Some of the biggest companies were built on the small investment of a friend or family member. Some of the most valued employees are people we knew and trusted even before our business started. Bill Gates was coding software with a childhood buddy (Paul Allen) when they started Microsoft in 1975. And during his brief stay at Harvard, Gates lived down the hall from another pal -- Steve Ballmer, now Microsoft's CEO.
An experienced small business owner remarked recently that some of his colleagues in his current company are in eastern Oregon while others are in various states, and still others are outside the U.S. It reminded me that pieces of Boeing airplanes are now designed and built all over the world, then assembled in the U.S. When you fly, your aircraft has already been around the world -- before it was even built. The networks of people who built it are the real Boeing.

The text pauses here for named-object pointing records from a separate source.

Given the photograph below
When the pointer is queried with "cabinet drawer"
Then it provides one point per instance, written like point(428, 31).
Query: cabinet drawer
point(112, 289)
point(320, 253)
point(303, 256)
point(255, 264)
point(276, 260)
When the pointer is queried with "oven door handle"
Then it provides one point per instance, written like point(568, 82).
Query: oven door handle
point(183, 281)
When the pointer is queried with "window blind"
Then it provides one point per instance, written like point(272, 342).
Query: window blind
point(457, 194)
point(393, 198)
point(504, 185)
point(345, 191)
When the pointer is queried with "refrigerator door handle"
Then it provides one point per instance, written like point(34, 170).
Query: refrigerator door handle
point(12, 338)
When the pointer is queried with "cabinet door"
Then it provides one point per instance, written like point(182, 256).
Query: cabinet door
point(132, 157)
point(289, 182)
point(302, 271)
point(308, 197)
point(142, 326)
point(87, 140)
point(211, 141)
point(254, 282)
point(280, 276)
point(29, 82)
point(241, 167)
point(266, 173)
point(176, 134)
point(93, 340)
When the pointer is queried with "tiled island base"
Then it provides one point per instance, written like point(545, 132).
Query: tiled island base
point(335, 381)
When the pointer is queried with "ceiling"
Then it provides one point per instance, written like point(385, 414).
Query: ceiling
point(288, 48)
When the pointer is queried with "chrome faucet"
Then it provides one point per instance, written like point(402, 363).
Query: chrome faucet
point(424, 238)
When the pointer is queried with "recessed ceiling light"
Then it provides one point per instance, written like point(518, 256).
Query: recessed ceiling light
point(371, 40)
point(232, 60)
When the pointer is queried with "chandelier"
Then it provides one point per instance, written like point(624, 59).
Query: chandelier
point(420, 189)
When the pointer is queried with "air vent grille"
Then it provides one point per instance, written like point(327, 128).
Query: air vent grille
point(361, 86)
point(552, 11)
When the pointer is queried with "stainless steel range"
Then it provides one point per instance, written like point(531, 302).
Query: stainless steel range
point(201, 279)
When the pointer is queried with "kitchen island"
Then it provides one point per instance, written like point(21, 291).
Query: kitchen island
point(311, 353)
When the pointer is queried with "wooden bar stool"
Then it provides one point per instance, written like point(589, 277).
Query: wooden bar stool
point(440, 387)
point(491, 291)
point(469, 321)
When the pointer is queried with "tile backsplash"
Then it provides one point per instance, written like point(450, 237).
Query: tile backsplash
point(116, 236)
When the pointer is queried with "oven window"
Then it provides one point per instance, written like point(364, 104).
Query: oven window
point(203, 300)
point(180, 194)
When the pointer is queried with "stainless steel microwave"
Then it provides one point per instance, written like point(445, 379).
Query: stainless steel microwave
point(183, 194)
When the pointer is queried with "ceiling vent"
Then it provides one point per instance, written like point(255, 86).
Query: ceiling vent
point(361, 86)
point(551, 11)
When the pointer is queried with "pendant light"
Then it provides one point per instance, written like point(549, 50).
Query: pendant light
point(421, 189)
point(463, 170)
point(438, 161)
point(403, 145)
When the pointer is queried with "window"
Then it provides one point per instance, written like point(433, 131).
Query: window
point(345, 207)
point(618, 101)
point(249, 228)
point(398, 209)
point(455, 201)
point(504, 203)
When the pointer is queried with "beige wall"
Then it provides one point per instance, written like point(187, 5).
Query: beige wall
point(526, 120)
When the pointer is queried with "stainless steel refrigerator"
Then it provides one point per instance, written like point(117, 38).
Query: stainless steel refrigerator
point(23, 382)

To bring this home, let's try a little exercise. Take a sheet of paper and start writing the names of people you know through your business (or job if you don't yet own a business). Be sure to include the people you called today, the ones whose e-mail you received or answered, the ones who supply products and services, the ones you see occasionally for lunch, and even your family. My guess is that one column wont be enough, but it may demonstrate that you already have a sizeable network.
In his book "The Tipping Point" Malcom Gladwell calls the Connector one of the most influential people in business (or any other walk of life). A Connector is a person who seems to know everybody. They might not understand how a product works or be able to convince someone to buy it, but they know several people who might be interested. Their network never quits, and neither does its value to their business.
So when you think about your network, think beyond the boxes on your org chart. Extend yourself through trade and professional associations, community organizations, new contacts around the country or around the world. Your business wins, you win, and your network wins. In the end, it really is about who you know. Open up your network and enjoy.